Treatment recommendations based on KCL group's work

  1. Cochrane collaboration: non-invasive positive pressure ventilation for the treatment of respiratory failure due to exacerbations of chronic obstructive pulmonary disease (Review). 2009. John Wiley & Sons, Ltd. "Non-invasive positive pressure ventilation (NPPV) used in patients with acute exacerbations of COPD substantially improves recovery.... NPPV...has been shown to be beneficial for such patients in reducing hospital deaths and also the number of patients going on to require tracheal intubation. NPPV has also been shown to reduce complications associated with treatment and length of hospital stay" (p.2). "Implications for practice: Published data from good quality randomised controlled trials are now convincing for NPPV to be recommended as first line intervention as an adjunct therapy to usual medical care in all suitable patients for the management of respiratory failure secondary to an acute exacerbation of COPD. A trial of NPPV should be considered early in the course of respiratory failure and before severe acidosis ensures, as a means of reducing the risk of endotracheal intubation, treatment failure and mortality" (p.14). (Discusses results of the first-ever NIV clinical trial (KCL) (1) and cites it throughout)
  2. Global Initiative for Chronic Obstructive Lung Disease (GOLD). Global strategy for the diagnosis, management, and prevention of chronic obstructive pulmonary disease. Updated 2013. "NIV has been shown to improve acute respiratory acidosis, decrease respiratory rate, work of breathing, severity of breathlessness, complications such as ventilator associated pneumonia and length of hospital stay. More importantly mortality and intubation rates are reduced by this intervention." (Cites [1] p.43 as Evidence A)
  3. Joint British Thoracic Society; Royal College of Physicians; Intensive Care Society Guidelines 2008. The use of Non-Invasive Ventilation in the management of patients with chronic obstructive pulmonary disease admitted to hospital with acute type II respiratory failure. (Cites [1] p.16, p.26)
  4. NHS Atlas of Variation in Healthcare for People with Respiratory Disease 2012.

National guidelines (and evidence for take-up of recommendations)

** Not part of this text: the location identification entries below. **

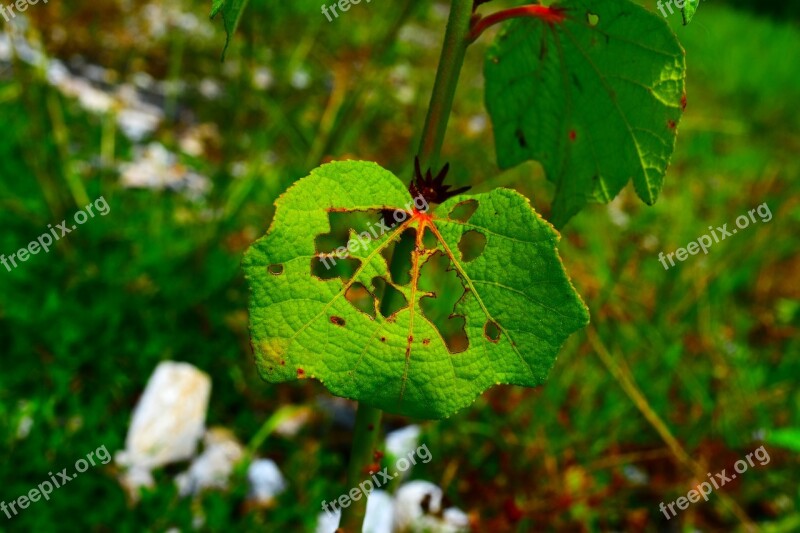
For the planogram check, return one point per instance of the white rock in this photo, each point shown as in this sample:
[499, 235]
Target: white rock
[266, 481]
[212, 468]
[380, 513]
[167, 422]
[378, 519]
[417, 508]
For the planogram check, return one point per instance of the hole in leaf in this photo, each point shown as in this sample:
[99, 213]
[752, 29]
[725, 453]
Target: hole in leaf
[492, 331]
[429, 240]
[523, 142]
[332, 267]
[471, 245]
[463, 211]
[399, 253]
[363, 300]
[437, 276]
[393, 300]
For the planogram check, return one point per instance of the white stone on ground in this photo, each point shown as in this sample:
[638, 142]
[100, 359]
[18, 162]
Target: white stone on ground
[167, 423]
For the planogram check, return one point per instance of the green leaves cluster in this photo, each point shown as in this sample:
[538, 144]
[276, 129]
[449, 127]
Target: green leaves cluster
[596, 99]
[594, 92]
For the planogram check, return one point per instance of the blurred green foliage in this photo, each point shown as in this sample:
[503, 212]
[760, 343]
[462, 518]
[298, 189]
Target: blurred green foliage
[712, 343]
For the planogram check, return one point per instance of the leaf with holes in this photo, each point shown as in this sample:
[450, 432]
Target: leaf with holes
[514, 301]
[593, 90]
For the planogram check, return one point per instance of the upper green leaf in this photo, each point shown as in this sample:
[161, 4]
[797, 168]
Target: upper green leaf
[594, 93]
[231, 15]
[688, 10]
[517, 303]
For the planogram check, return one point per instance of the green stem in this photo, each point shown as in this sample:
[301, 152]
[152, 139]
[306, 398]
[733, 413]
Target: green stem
[365, 438]
[368, 419]
[456, 40]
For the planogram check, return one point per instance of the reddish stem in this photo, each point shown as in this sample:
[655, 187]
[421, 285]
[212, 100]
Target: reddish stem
[550, 15]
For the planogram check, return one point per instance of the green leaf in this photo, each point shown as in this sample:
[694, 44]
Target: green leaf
[788, 438]
[594, 93]
[517, 302]
[231, 15]
[688, 10]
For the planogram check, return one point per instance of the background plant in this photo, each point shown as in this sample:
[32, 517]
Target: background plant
[710, 345]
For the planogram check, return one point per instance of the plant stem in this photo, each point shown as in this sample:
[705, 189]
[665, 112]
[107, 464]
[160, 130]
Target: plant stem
[547, 14]
[368, 418]
[365, 437]
[456, 40]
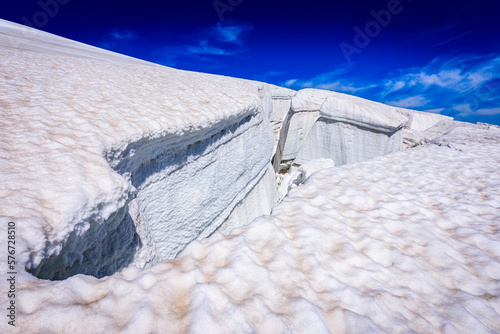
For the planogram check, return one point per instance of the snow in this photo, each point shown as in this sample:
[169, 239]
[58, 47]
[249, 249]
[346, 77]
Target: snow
[340, 127]
[368, 247]
[112, 167]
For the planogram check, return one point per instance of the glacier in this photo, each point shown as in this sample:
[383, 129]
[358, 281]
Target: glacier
[150, 200]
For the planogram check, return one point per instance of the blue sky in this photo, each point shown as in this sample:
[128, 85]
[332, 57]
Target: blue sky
[436, 56]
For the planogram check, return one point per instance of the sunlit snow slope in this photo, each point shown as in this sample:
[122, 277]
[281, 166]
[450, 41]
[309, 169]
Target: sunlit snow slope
[108, 161]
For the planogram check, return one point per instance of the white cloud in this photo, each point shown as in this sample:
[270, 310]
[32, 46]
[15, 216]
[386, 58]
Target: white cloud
[123, 35]
[488, 111]
[204, 49]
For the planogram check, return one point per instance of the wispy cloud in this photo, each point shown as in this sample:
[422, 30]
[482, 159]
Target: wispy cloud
[454, 38]
[231, 32]
[464, 87]
[117, 38]
[332, 80]
[409, 102]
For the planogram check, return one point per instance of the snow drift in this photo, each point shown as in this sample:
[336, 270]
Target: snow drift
[112, 167]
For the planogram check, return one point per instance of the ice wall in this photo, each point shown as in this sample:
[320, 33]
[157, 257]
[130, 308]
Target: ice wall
[120, 160]
[340, 127]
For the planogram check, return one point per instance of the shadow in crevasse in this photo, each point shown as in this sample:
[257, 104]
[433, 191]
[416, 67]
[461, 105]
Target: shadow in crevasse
[102, 250]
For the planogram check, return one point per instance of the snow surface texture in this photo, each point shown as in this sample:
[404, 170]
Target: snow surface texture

  1. National Institute for Health and Care Excellence (NICE) guidance 2010. Chronic obstructive pulmonary disease (updated) (CG101) Management of chronic obstructive pulmonary disease in adults in primary and secondary care. Full guideline.
  2. Report of The National Chronic Obstructive Pulmonary Disease Audit 2008: Resources and Organisation of Care in Acute NHS Units across the UK.
  3. Service Specification: Service to Manage COPD Exacerbations. 2012.

Global reach

  1. National Institute for Health and Care Excellence (NICE) signed a memorandum of understanding with the China National Health Development Research Center, Chinese Ministry of Health in October 2010.